The sample was drawn from four area health services across New South Wales, Australia. Maximum variation sampling was chosen as the sampling method to enable a view that is wide-ranging and inclusive of varied practices. The twenty-seven participants included both specialist and generalist nurses who were responsible for the delivery of Phase II cardiac rehabilitation services conducted in out patient or community-based settings. The data were obtained from a process of semi-structured interviewing and were subjected to thematic analysis and an exploration of discourse.

The research found that generalist and specialist nurses carry out their behavioural interventions in completely different ways, which rules out any distinct theory or explanation for the way this work is carried out. This diversity of practice is underpinned by nurses’ varied and at times conflicting understandings about what this work entails and how it should be performed. It stems not only from differences in nurses’ knowledge and skills, but also from the organisational context that serves to either facilitate or constrain practice for behaviour change. Indeed, organisational practices, including those instigated by nurses themselves, are instrumental in determining whether certain knowledge and skills for delivering behavioural interventions are gained in the first place, as well as whether nurses are enabled to translate these into practice and develop appropriate skills for this area of work.

The findings expose the power relations between the different groups of nurses, which serve to support dominant medical and organisational interests. While the specialist nurses exercised their autonomy to gain new knowledge and develop their expertise, they also employed it to shape and control the work of their generalist colleagues in standardised medically focused ways. Generalist nurses are required to follow clinical pathways or standardised processes whereas the autonomy specialist nurses are accorded in their practice enables innovation and allows the development of expertise in this non-clinical area of nursing work.

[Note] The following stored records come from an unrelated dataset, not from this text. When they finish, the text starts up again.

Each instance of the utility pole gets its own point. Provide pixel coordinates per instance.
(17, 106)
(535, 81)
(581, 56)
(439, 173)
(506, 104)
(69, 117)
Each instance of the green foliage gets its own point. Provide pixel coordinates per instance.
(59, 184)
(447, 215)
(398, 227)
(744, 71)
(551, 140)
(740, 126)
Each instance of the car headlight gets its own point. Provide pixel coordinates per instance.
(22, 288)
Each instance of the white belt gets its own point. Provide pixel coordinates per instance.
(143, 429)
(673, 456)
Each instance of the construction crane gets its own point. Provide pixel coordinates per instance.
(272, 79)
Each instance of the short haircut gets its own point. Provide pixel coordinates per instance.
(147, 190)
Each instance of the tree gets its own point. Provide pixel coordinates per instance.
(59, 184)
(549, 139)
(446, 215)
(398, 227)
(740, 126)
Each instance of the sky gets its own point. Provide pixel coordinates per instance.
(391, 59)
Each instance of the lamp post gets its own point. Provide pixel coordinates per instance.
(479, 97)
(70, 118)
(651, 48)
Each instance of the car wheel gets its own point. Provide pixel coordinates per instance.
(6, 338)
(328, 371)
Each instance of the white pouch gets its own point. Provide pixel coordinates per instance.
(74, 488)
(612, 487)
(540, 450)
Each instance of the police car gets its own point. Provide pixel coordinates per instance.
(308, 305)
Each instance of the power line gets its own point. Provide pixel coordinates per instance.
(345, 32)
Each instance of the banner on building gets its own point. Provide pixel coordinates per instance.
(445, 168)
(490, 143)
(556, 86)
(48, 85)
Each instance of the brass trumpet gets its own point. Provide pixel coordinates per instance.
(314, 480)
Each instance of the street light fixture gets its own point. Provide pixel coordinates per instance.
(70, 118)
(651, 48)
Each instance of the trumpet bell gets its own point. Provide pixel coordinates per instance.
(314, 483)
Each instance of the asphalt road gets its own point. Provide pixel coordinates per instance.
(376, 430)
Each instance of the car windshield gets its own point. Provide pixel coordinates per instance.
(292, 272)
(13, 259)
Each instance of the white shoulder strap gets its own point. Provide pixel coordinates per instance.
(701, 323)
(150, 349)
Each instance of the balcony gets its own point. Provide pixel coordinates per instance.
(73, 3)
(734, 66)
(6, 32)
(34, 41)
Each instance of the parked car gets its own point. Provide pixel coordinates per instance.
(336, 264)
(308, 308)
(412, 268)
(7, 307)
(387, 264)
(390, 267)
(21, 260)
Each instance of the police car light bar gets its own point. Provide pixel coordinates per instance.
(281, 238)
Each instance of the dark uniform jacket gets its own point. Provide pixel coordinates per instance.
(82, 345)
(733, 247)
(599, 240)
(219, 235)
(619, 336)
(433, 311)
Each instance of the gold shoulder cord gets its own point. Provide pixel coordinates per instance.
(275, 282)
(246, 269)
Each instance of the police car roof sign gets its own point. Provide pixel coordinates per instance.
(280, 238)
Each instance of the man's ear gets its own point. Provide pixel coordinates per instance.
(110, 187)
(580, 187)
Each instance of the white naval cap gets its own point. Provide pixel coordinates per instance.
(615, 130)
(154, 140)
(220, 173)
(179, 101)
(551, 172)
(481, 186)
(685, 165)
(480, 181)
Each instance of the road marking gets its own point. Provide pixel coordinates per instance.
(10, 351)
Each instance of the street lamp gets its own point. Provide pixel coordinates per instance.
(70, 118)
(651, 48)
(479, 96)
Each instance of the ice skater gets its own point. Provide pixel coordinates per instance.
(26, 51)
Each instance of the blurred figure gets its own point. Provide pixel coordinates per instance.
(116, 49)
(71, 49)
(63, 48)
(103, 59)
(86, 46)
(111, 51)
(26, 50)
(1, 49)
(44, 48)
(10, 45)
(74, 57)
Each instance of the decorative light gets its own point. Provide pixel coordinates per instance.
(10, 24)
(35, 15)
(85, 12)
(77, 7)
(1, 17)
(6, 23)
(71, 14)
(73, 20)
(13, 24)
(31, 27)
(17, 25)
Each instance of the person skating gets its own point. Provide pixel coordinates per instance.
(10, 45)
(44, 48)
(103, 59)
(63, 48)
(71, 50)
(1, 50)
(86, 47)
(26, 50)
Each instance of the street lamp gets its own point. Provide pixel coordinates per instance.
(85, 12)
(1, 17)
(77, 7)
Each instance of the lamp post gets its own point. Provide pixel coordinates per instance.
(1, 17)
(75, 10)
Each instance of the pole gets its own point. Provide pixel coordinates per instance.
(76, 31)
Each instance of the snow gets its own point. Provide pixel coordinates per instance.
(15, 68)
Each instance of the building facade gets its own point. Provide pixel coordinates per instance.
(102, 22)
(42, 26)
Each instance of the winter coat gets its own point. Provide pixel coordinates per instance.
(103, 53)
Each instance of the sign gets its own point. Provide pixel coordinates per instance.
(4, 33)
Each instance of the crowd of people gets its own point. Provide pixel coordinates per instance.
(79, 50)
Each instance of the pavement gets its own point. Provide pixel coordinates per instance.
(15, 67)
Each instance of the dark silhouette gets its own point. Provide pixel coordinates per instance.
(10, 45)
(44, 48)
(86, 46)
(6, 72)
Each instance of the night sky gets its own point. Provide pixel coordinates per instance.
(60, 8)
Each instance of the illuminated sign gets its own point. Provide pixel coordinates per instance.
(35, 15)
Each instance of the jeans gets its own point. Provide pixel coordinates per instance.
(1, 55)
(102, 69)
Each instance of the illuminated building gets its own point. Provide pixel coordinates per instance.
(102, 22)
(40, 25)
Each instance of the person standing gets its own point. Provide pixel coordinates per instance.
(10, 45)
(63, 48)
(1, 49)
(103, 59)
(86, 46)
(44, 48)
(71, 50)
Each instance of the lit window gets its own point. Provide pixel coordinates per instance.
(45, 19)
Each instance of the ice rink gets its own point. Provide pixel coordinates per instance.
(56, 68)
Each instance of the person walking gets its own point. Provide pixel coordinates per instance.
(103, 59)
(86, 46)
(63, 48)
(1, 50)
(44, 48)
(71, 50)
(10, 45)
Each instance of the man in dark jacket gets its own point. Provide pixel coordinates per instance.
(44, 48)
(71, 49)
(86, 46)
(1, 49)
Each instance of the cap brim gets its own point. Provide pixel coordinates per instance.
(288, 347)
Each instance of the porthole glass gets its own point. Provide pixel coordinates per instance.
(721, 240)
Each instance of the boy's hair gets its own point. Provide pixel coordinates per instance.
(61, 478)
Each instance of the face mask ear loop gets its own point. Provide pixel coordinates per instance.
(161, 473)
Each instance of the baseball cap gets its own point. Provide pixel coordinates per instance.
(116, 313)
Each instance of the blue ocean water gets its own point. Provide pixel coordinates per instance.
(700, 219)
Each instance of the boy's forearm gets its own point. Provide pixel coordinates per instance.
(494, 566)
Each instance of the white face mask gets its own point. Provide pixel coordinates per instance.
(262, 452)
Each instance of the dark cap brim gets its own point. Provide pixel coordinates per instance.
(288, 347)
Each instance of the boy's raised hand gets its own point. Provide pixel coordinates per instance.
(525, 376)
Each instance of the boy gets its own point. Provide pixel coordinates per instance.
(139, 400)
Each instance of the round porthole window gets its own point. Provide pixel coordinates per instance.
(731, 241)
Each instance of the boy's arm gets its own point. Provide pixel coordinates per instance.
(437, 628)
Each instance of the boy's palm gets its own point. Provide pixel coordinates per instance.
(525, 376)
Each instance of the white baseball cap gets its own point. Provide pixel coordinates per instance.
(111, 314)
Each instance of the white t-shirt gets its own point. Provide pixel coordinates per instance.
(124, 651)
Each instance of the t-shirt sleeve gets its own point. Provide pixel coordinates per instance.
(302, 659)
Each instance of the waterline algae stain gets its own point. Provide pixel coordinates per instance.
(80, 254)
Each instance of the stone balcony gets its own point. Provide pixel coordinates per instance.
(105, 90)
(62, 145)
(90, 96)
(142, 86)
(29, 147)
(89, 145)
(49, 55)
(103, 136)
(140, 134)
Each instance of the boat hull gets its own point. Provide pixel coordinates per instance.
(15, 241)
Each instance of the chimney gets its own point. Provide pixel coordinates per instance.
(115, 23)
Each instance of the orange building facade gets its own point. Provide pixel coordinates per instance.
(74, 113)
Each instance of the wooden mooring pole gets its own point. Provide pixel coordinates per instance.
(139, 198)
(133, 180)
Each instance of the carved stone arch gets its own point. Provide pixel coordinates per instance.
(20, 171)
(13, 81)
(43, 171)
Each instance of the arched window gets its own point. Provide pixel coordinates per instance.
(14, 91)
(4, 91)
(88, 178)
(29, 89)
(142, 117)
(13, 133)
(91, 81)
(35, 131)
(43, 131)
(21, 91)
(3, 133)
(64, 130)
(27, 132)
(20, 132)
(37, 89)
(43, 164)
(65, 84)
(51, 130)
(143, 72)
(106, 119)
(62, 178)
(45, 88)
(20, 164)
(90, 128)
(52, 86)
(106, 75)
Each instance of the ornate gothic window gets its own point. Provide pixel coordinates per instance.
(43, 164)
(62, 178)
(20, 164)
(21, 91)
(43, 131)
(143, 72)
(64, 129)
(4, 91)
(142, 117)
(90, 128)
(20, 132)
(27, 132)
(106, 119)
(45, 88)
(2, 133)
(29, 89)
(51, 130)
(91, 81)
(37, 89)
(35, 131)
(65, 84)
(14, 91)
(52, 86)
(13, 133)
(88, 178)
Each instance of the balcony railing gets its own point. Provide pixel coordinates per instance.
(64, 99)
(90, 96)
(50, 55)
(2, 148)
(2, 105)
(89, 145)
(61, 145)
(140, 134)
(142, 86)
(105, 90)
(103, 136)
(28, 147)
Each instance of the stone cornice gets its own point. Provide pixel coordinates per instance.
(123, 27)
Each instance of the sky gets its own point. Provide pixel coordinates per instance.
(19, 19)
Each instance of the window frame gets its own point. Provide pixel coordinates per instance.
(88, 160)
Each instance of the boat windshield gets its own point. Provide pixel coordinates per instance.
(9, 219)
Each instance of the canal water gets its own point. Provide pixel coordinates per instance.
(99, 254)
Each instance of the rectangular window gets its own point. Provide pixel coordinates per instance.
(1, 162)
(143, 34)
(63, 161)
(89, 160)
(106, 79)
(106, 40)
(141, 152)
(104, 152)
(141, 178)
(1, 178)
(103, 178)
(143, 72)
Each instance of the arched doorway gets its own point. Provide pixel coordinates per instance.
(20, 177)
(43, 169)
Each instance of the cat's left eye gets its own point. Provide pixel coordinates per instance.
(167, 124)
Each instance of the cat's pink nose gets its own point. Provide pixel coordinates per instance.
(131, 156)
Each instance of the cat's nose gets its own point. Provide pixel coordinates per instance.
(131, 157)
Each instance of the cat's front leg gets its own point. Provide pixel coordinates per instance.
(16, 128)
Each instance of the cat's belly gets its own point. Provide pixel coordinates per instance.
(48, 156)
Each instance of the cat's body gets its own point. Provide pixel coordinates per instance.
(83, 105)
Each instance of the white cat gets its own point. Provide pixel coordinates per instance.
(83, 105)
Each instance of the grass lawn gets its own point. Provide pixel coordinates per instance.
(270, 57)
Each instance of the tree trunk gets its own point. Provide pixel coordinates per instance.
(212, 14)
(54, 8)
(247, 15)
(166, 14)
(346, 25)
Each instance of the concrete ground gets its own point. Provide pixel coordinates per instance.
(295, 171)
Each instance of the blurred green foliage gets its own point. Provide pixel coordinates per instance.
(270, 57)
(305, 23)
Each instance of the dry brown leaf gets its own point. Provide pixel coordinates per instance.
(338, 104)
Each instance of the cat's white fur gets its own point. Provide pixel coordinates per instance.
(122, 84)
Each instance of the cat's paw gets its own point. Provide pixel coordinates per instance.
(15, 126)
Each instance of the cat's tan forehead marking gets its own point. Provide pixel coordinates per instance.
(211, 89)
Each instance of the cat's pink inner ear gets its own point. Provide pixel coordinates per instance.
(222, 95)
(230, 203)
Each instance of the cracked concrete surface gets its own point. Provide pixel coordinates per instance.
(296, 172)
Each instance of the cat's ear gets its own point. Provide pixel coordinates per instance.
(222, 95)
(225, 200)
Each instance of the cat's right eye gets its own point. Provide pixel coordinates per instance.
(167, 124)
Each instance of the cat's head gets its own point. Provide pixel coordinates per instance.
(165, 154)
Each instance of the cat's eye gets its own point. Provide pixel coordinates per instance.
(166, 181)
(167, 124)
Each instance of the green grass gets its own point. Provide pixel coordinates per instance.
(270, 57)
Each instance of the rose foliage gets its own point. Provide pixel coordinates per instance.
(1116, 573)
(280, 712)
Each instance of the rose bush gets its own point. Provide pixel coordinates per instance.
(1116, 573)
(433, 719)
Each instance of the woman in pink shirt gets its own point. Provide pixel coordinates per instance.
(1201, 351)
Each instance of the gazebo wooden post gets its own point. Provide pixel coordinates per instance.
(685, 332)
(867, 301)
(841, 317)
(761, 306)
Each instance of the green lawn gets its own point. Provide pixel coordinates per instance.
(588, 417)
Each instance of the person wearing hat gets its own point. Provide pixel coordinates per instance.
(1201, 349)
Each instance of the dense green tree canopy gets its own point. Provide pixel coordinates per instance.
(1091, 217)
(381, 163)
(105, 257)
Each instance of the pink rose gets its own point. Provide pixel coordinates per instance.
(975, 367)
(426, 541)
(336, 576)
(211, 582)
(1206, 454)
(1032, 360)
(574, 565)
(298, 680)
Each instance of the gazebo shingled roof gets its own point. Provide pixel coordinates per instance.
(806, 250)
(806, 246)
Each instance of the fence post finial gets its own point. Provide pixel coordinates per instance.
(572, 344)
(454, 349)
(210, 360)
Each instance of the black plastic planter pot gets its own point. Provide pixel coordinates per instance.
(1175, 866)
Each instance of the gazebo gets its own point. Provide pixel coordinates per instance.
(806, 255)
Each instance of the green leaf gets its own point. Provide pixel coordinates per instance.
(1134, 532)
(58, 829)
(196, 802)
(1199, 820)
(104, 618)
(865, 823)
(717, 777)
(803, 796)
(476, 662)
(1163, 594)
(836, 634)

An important finding is that behavioural theory plays little part in informing practice. Few generalist nurses demonstrated any knowledge or understanding of behavioural theory. In developing this area of practice, they attempt to mould it into routine patterns of clinically focused practice, which sees the behavioural elements of their work limited to instructional or educative exercises.

Specialist nurses acknowledge that theory grants them an understanding of behaviour change processes yet they adopt an eclectic approach informed by trial and error learning rather than a specific behavioural model or framework. This type of learning isinformed by the nurses’ subjective understanding of individual patients and the way those patients make sense of their reality. It provides nurses with a repertoire of possible strategies, allowing them the flexibility to work with the patterns and nuances that present in practice situations.

The findings have implications for nurse education, which aims to teach how behavioural interventions can be incorporated into everyday nursing work. They also raise issues as to how health care organisations can best facilitate and support knowledge and skill development for this area of practice.



Unless otherwise indicated, the views expressed in this thesis are those of the author and do not necessarily represent the views of the University of Wollongong.